How to Succession Plant for a Continuous Harvest That Lasts All Season

Lots of people new to gardening get everything in the ground in the springtime, have a big harvest in a couple of months, and then find the garden starts to go downhill as the plants stop giving vegetables; this means a lot of the time when things could be growing is wasted. Succession planting solves this boom and bust problem. It’s all about sowing the same thing repeatedly, with a set amount of time between each sowing during the whole season, so you continually have things ready to pick. Rather than thirty lettuces all at once (a lot more than most families can use before the lettuce starts to flower) with succession planting you’d get six lettuces every two weeks for many months. This provides a nice, reasonable amount of food, minimizes waste, and lets you harvest from spring until autumn.

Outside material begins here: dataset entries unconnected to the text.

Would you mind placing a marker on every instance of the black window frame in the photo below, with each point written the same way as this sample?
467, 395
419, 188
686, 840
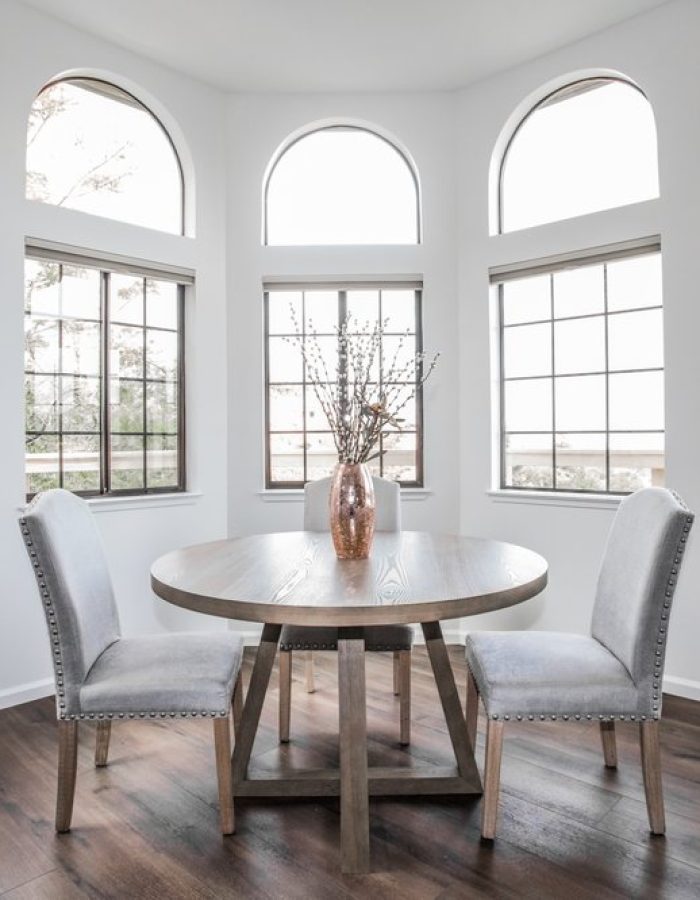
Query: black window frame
542, 268
104, 434
342, 290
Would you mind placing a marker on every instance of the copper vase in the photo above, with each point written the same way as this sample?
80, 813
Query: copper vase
352, 510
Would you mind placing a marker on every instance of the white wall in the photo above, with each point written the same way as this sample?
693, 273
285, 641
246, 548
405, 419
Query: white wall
658, 51
33, 49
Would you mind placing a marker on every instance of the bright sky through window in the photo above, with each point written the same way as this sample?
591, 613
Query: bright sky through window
581, 151
342, 186
93, 148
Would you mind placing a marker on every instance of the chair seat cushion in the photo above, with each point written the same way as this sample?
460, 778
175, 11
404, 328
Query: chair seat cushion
377, 637
190, 674
545, 674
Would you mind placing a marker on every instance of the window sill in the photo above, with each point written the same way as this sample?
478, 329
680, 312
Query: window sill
541, 498
296, 495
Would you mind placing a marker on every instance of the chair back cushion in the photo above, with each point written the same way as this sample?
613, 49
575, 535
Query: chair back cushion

The Basic Principle: Stagger Plantings by Time

Lots of people new to gardening get everything in the ground in the springtime, have a big harvest in a couple of months, and then find the garden starts to go downhill as the plants stop giving vegetables; this means a lot of the time when things could be growing is wasted. Succession planting solves this boom and bust problem. It’s all about sowing the same thing repeatedly, with a set amount of time between each sowing during the whole season, so you continually have things ready to pick. Rather than thirty lettuces all at once (a lot more than most families can use before the lettuce starts to flower) with succession planting you’d get six lettuces every two weeks for many months. This provides a nice, reasonable amount of food, minimizes waste, and lets you harvest from spring until autumn.

Replanting After Harvest: The Second Form

With the second way of succession planting, you simply follow one crop with another once the first is done. For instance, as soon as you’ve picked all the spring peas and taken out their plants in June, you can put in a crop that likes heat, such as bush beans or cucumbers, right in the same spot. And then when those are finished for the year in September, you can fill the bed with fall spinach or lettuce. This method is occasionally referred to as relay planting and it really gets the most out of all your garden area by stopping any patch of ground being unused during the time things are growing. If you think about these swaps ahead of time, preferably even before the gardening year starts, you won’t have empty beds sitting around for ages while you work out what to do with them.

Choosing the Right Crops and Intervals

Some plants are better suited for succession planting than others. Things that grow and are ready to harvest quickly are ideal; you can sow lettuce every two weeks, radishes every two weeks, arugula every two to three weeks, bush beans every three weeks, cilantro every three weeks, and carrots every three or four weeks. Plants like tomatoes, peppers, squash, and cucumbers will give you produce for months from just one planting, so they don’t need succession planting. Corn, though, only makes a ear or two on each plant, and if you sow it every three weeks you’ll have a more manageable amount to pick each time instead of a huge pile all at once.

How to Calculate the Last Succession Planting

Figuring out when to finish with succession planting is just as key as understanding when to begin. You can work out the very latest you can plant any crop by taking the number of days it takes to grow to harvest and subtracting that from when you expect the first frost in autumn. Then, because things grow more slowly in late summer and early fall, add on an extra two weeks to be safe. So if you have a lettuce which is ready in 45 days and your first frost is October 15th, you could plant it up to around mid-August (October 15th, minus 45 days, minus that 14 day buffer gives you roughly August 17th). If you write down the dates of your frosts, along with how long each of your succession crops needs to mature, you’ll be able to plan all your planting for the whole year before you plant your first seed.

Key Takeaway

Instead of getting all of something at once then nothing at all, succession planting gets rid of that ‘boom and bust’ way of harvesting. You do this by planting the very same thing every two or three weeks all during the growing season. Things that grow quickly, such as lettuce, radishes, beans, cilantro, are perfect for this. If you take out a crop as soon as it’s done and put something else in its place (this is also called relay planting), you get the most from each part of your garden. And to be sure all of your successions are ready to pick before it gets too cold, you’ll work out the last date you can plant, based on when the first frost is expected and how long the crop needs to grow.